Open Source Components and Applications

  1. Home
  2. Docs
  3. Open Source Components and Applications
  4. Snowplow Snowflake Loader
  5. Configuration

Configuration

Self-describing configuration JSON can contain following properties:

  • name – Required human-readable configuration name, e.g. Snowflake config
  • id – Optional machine-readable configuration id, e.g. UUID
  • auth – Object, containing information about how Snowflake should authenticate itself to load transformed data from S3. Explained below
  • awsRegion – AWS Region used by Transformer to access S3 and DynamoDB
  • manifest – AWS DynamoDB table name with processing manifest. Needs to be created manually (e.g. snowflake-event-manifest)
  • snowflakeRegion – AWS Region used by Snowflake to access its endpoint. Recommended to use same as $AWS_REGION if possible
  • database – Snowflake Database name. Database must be created manually (e.g. acme-snowplow)
  • input – S3 URL to Snowplow enriched events archive (e.g. s3://com-acme-snowplow/archive/enriched/)
  • stage – Arbitrary name for Snowflake Stage. Stage created automatically during setup step (e.g. snowplow_stage)
  • stageUrl – URL for Transformer-processed data (e.g. s3://com-acme-snowplow/snowflake/stage/)
  • badOutputUrl – URL for bad rows (e.g. s3://com-acme-snowplow/snowflake/badrow)
  • warehouse – Snowflake Warehouse. Warehouse automatically created during setup step (e.g. snowplow_wh)
  • schema – Snowflake DB schema. Schema automatically created during setup step (e.g. atomic)
  • account – Snowflake account name. Must be obtained from Snowflake
  • username – Snowflake username. Must be obtained from Snowflake
  • password – Explained below
  • maxError – Optional Snowflake setting – a table copy statement will skip an input file when the number of errors in it exceeds the specified number. This setting is used during intiail loading and thus can filter out only invalid JSONs (which is impossible situation if used with Transformer)
  • jdbcHost – An optional host for the JDBC driver that has priority over automatically derived hosts.
  • purpose – Always ENRICHED_EVENTS

Following authentication options (auth) are possible:

  • roleArn and sessionDuration – Temporary credentials. Recommended.
  • accessKeyId and secretAccessKey – Static AWS credentials.
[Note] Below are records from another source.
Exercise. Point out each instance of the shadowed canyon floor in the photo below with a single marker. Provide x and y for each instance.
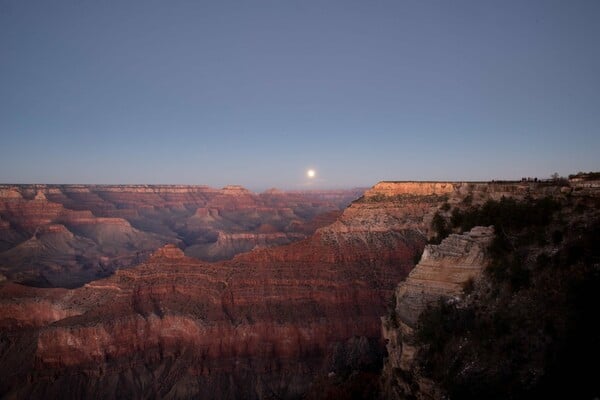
(269, 323)
(66, 235)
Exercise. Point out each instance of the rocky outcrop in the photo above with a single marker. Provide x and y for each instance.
(443, 271)
(105, 228)
(262, 325)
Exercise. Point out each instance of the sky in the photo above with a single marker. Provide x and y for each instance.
(257, 93)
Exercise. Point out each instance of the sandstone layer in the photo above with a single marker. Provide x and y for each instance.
(442, 272)
(262, 325)
(66, 235)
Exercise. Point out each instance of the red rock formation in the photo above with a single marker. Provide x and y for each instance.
(262, 325)
(110, 227)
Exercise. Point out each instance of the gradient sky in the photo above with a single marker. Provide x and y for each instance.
(255, 93)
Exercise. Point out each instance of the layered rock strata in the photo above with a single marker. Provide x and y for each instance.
(104, 228)
(442, 272)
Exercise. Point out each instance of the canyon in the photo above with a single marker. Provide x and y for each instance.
(273, 322)
(67, 235)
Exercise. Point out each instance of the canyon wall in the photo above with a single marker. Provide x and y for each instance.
(267, 324)
(66, 235)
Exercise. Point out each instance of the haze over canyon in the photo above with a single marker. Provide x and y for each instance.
(185, 292)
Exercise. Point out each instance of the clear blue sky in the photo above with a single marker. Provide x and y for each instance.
(255, 93)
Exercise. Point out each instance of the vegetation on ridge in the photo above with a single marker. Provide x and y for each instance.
(527, 327)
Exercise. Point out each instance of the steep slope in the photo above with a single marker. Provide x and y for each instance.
(111, 227)
(443, 271)
(521, 329)
(261, 325)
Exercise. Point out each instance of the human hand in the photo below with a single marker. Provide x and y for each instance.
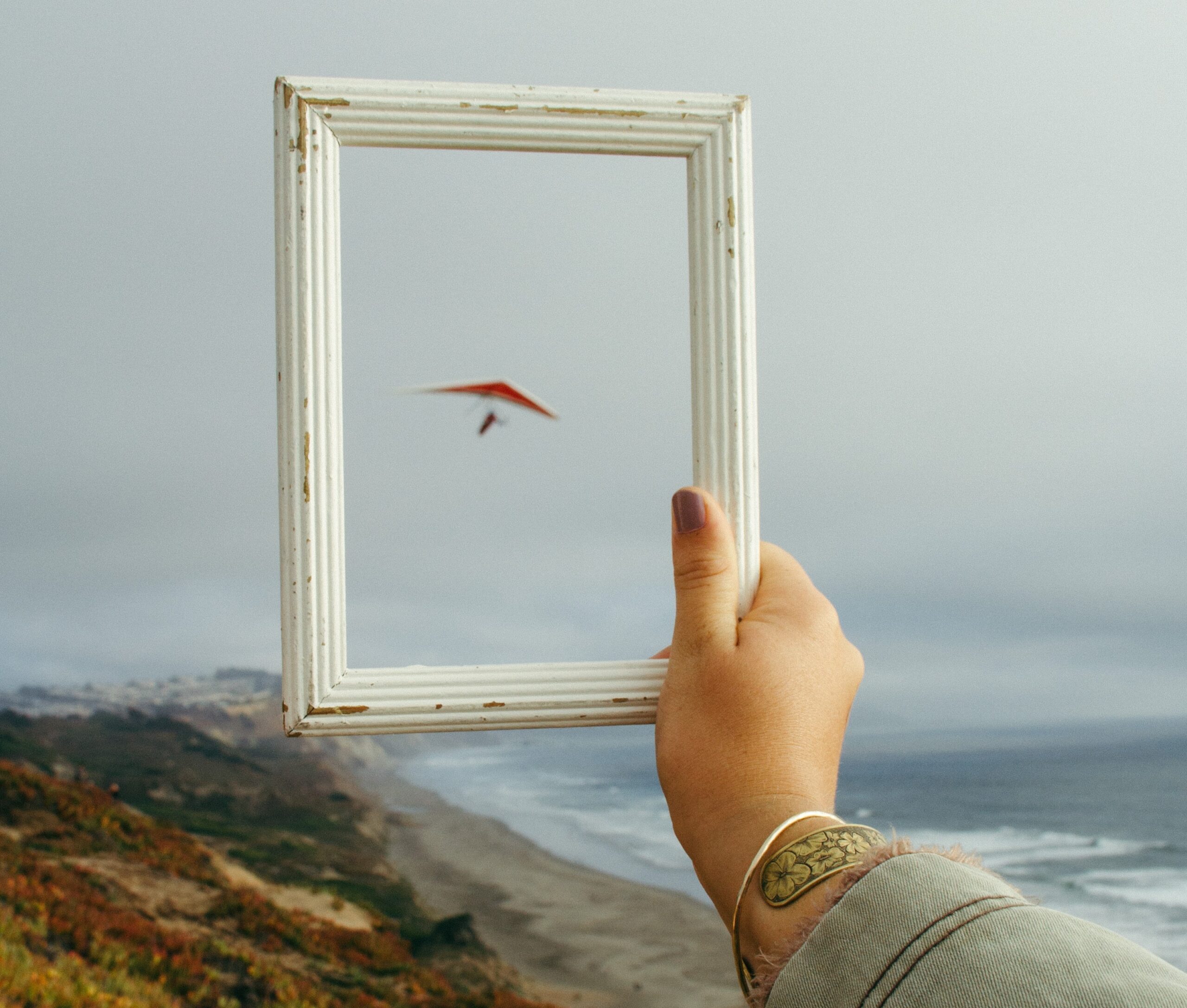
(753, 713)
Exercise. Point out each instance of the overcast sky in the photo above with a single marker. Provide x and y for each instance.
(971, 236)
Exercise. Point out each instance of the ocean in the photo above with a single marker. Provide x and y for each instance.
(1089, 821)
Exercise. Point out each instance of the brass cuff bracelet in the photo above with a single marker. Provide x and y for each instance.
(799, 866)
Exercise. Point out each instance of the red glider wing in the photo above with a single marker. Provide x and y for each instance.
(499, 389)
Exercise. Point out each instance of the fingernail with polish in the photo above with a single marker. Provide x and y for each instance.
(689, 510)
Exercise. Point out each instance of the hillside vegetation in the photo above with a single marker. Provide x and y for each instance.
(145, 863)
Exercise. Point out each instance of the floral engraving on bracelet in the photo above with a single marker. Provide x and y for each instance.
(796, 868)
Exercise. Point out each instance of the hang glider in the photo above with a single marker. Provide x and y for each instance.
(500, 390)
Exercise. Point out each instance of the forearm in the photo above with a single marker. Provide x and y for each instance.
(929, 929)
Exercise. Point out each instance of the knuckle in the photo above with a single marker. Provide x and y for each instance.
(700, 570)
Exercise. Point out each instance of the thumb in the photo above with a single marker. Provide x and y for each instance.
(704, 566)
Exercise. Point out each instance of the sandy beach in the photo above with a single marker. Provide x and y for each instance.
(580, 937)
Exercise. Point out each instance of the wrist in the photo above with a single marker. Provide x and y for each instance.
(722, 853)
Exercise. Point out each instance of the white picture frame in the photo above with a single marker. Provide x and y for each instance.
(314, 118)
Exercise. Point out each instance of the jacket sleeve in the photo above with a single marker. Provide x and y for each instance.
(921, 931)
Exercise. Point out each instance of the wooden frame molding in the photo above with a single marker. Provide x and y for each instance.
(314, 118)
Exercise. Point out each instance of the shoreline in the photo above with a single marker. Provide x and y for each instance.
(580, 938)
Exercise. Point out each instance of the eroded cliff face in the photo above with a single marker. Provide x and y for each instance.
(144, 862)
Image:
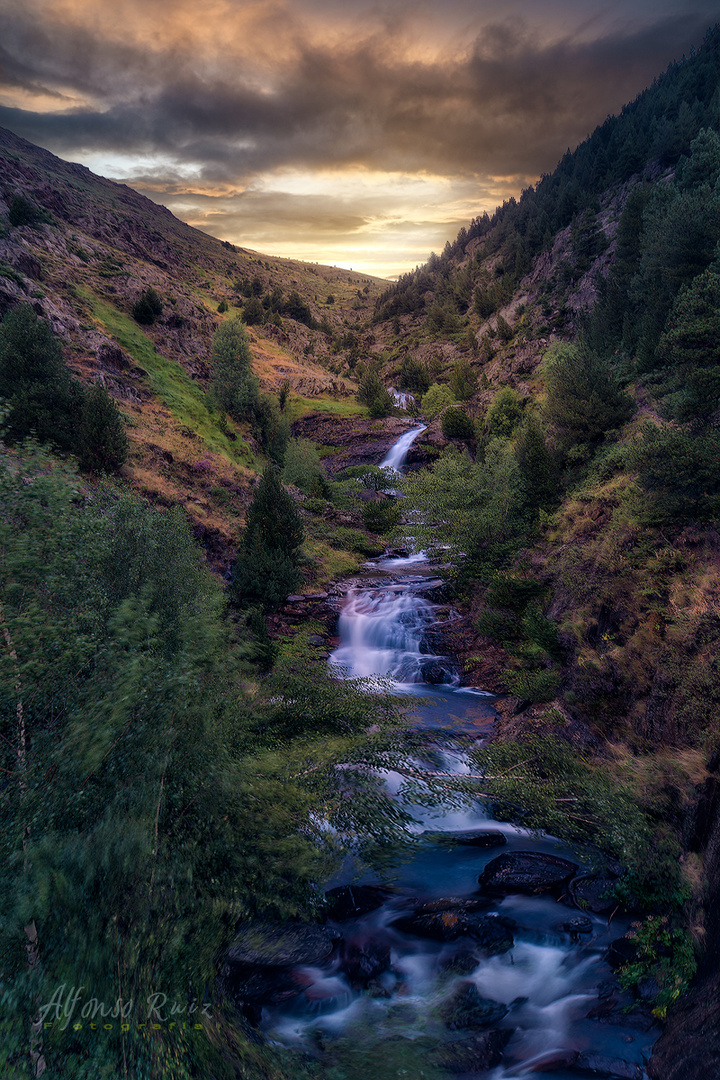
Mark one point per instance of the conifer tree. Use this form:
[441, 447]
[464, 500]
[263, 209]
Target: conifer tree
[234, 386]
[103, 439]
[42, 395]
[268, 559]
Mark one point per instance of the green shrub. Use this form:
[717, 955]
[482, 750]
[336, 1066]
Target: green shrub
[437, 399]
[457, 424]
[505, 413]
[103, 440]
[539, 685]
[381, 515]
[148, 307]
[23, 211]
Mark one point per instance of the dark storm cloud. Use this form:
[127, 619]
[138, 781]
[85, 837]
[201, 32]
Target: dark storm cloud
[508, 104]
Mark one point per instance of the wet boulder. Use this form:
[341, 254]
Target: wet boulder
[363, 959]
[479, 838]
[613, 1068]
[467, 1010]
[581, 925]
[491, 933]
[249, 989]
[475, 1054]
[592, 893]
[352, 901]
[527, 872]
[270, 945]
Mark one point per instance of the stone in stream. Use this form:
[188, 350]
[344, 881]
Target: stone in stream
[467, 1010]
[363, 959]
[269, 945]
[351, 901]
[249, 989]
[613, 1068]
[490, 933]
[481, 838]
[594, 893]
[475, 1054]
[527, 872]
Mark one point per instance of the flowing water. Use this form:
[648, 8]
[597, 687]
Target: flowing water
[552, 989]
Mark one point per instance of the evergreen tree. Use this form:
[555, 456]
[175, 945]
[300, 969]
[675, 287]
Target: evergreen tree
[535, 461]
[267, 568]
[584, 400]
[690, 348]
[103, 439]
[42, 395]
[234, 386]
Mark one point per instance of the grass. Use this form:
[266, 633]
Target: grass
[344, 406]
[170, 382]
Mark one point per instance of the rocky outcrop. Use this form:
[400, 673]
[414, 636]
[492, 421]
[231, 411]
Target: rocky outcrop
[689, 1049]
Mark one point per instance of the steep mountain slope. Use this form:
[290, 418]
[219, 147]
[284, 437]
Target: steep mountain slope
[82, 250]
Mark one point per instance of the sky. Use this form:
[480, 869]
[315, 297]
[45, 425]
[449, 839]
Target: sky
[348, 132]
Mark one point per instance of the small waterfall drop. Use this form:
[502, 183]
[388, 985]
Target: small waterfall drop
[546, 988]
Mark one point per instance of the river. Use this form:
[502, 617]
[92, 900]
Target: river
[522, 986]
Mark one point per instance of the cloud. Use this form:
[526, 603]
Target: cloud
[241, 91]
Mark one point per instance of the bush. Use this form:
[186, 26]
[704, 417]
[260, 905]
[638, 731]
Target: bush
[233, 383]
[42, 396]
[584, 399]
[504, 414]
[436, 399]
[267, 568]
[539, 685]
[23, 211]
[381, 515]
[103, 439]
[457, 424]
[372, 393]
[148, 307]
[302, 467]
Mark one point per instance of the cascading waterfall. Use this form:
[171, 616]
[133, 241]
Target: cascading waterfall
[544, 988]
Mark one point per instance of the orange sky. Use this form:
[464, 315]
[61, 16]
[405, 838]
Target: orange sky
[360, 134]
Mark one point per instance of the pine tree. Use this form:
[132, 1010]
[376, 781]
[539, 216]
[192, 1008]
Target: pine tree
[268, 559]
[42, 395]
[234, 386]
[103, 439]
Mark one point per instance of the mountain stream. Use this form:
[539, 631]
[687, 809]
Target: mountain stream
[434, 977]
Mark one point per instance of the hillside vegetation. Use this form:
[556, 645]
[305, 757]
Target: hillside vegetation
[171, 760]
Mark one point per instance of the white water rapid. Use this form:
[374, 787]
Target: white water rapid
[552, 1001]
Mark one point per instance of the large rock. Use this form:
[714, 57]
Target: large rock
[593, 893]
[613, 1068]
[351, 901]
[467, 1010]
[477, 1053]
[527, 872]
[491, 933]
[479, 838]
[267, 945]
[363, 959]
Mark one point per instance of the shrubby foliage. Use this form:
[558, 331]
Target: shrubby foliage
[103, 440]
[436, 399]
[268, 556]
[42, 396]
[148, 307]
[584, 400]
[456, 423]
[148, 802]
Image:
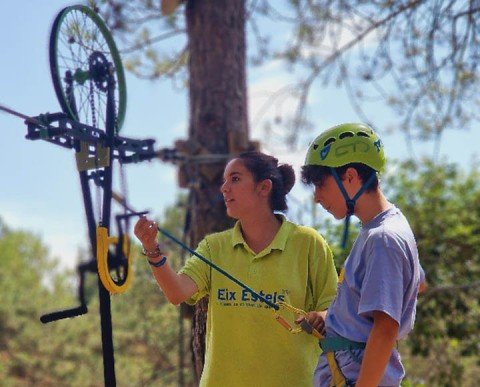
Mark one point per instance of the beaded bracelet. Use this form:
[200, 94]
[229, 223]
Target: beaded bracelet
[159, 263]
[155, 253]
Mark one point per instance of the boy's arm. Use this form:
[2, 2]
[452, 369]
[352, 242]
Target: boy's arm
[379, 348]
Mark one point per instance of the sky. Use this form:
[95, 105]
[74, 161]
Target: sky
[39, 186]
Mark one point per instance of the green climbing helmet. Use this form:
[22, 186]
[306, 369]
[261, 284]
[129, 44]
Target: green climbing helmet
[347, 143]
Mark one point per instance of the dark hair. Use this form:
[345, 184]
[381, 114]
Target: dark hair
[316, 174]
[262, 167]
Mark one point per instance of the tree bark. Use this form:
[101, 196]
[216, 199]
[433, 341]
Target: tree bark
[218, 122]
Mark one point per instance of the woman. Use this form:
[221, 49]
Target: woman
[278, 259]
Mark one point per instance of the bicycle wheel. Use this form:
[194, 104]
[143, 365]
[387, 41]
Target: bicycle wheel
[82, 54]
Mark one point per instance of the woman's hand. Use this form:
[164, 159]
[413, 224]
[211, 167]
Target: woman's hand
[146, 231]
[316, 320]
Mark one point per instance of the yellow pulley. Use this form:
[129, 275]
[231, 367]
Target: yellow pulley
[103, 243]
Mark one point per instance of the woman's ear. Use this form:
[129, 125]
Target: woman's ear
[265, 187]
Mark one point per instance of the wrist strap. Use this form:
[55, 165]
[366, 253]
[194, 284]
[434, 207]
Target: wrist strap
[159, 263]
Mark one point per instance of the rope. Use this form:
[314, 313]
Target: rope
[219, 269]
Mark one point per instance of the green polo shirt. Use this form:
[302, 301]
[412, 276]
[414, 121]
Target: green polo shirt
[245, 345]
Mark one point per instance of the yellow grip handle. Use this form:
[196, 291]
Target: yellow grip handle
[103, 243]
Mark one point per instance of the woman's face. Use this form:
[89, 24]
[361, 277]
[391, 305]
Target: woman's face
[242, 195]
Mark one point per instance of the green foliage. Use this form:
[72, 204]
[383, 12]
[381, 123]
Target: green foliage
[147, 331]
[442, 205]
[443, 208]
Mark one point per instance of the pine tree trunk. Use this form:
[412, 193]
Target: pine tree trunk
[218, 119]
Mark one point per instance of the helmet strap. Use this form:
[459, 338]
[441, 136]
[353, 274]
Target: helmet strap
[350, 202]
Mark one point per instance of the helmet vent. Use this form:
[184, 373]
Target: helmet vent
[345, 135]
[329, 141]
[363, 134]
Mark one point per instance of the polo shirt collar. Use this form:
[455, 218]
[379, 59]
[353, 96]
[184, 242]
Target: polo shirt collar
[278, 242]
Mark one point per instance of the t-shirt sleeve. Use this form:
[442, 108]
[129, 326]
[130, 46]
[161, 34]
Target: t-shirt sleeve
[199, 272]
[383, 286]
[323, 274]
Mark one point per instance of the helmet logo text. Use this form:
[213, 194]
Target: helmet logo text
[357, 146]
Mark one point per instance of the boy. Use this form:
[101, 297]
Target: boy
[378, 285]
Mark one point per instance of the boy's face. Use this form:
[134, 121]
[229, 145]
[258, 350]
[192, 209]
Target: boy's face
[330, 197]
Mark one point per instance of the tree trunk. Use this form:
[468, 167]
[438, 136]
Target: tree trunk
[218, 120]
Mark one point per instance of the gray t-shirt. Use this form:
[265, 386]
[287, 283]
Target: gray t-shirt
[381, 273]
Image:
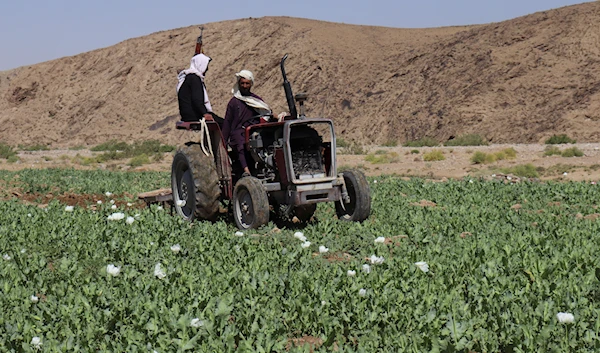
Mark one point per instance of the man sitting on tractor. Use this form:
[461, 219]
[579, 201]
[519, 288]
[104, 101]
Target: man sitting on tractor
[244, 109]
[191, 92]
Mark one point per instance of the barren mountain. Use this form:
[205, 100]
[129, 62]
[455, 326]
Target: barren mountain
[521, 80]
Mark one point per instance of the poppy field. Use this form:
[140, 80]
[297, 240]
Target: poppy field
[457, 266]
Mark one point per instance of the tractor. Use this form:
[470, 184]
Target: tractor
[293, 169]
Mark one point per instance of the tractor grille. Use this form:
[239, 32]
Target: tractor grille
[307, 162]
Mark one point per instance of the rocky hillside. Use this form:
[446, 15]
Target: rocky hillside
[521, 80]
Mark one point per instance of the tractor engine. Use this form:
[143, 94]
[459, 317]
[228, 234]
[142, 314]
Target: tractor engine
[306, 149]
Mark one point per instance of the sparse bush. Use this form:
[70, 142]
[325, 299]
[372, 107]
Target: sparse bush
[558, 169]
[382, 158]
[435, 155]
[572, 152]
[36, 147]
[139, 160]
[467, 140]
[522, 170]
[510, 153]
[340, 142]
[424, 142]
[6, 151]
[158, 157]
[551, 151]
[559, 139]
[487, 158]
[353, 148]
[482, 158]
[112, 145]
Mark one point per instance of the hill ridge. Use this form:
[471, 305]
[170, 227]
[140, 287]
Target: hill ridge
[516, 81]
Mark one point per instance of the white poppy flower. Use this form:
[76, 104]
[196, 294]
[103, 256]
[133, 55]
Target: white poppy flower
[116, 216]
[196, 323]
[565, 318]
[366, 268]
[423, 266]
[376, 260]
[300, 236]
[113, 270]
[36, 342]
[158, 271]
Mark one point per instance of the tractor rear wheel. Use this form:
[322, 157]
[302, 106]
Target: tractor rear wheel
[250, 204]
[359, 207]
[195, 184]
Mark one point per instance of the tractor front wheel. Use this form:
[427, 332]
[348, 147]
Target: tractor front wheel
[359, 206]
[195, 184]
[250, 204]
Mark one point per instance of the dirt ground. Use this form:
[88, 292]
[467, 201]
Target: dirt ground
[406, 162]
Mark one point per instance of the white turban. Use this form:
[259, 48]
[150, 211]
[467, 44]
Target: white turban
[198, 66]
[261, 107]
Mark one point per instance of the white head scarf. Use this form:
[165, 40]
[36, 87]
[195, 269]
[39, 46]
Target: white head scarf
[261, 107]
[198, 66]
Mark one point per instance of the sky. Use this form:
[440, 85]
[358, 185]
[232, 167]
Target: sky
[35, 31]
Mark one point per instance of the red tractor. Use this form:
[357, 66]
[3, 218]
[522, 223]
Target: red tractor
[294, 168]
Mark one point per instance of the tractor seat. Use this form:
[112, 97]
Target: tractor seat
[301, 97]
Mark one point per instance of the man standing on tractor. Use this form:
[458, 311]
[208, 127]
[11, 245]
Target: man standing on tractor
[191, 91]
[244, 109]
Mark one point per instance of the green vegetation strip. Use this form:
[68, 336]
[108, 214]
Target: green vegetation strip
[502, 261]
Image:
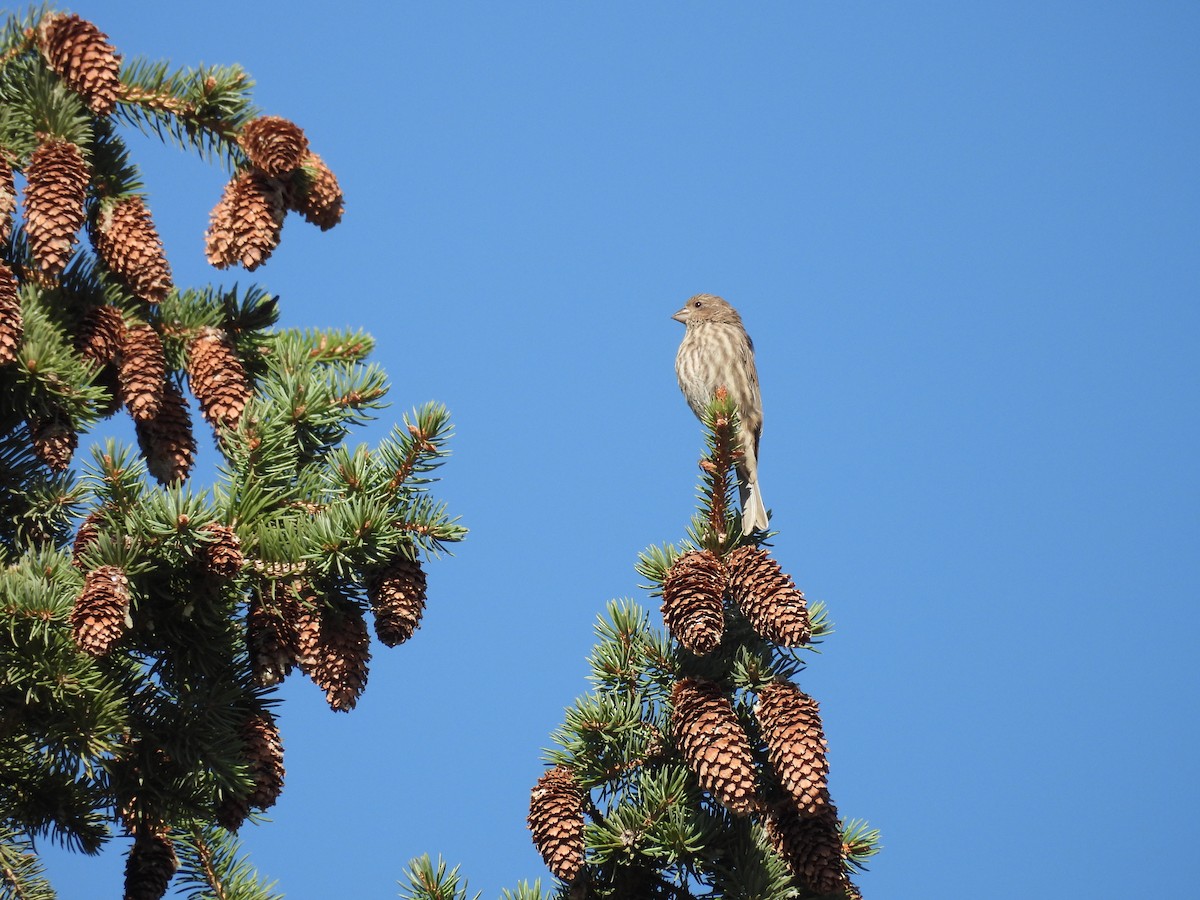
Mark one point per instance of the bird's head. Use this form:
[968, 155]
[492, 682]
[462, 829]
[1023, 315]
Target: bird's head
[707, 307]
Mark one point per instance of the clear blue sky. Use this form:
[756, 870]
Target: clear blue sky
[966, 241]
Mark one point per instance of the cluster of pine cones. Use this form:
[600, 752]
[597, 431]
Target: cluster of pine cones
[799, 817]
[125, 348]
[289, 625]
Do not use this when launching loader as EMR step

password can be passed in two forms:

  • As ec2ParameterStore object. Password will be safely stored in EC2 Parameter store and not exposed. Recommended
  • Plain string

Final configuration can look like following:

{ "schema": "iglu:com.snowplowanalytics.snowplow.storage/snowflake_config/jsonschema/1-0-2", "data": { "name": "Strawberry", "awsRegion": "us-east-1", "auth": { "roleArn": "arn:aws:iam::123456987010:role/SnowflakeLoadRole", "sessionDuration": 900 }, "manifest": "snowplow-snowflake-manifest", "snowflakeRegion": "us-west-1", "database": "snowplowdb", "input": "s3://archive/enriched/", "stage": "snowplow_stage", "badOutputUrl": "s3://archive/snowflake/badrow", "stageUrl": "s3://archive/snowflake/transformed/", "warehouse": "wh", "schema": "atomic", "account": "acme", "username": "loader", "password": { "ec2ParameterStore": { "parameterName": "snowplow.snowflake.password" } }, "maxError": 1, "jdbcHost": "acme.snowflakecomputing.com", "purpose": "ENRICHED_EVENTS" } }

Also, both loader and transformer require Iglu Resolver configuration JSON. So far it used only to validate configuration JSON.

Both configuration and resolver can be passed as base64-encoded string with additional --base64 flag. Loader also can be invoked from local machine with plain file-paths (--base64 need to be omitted then).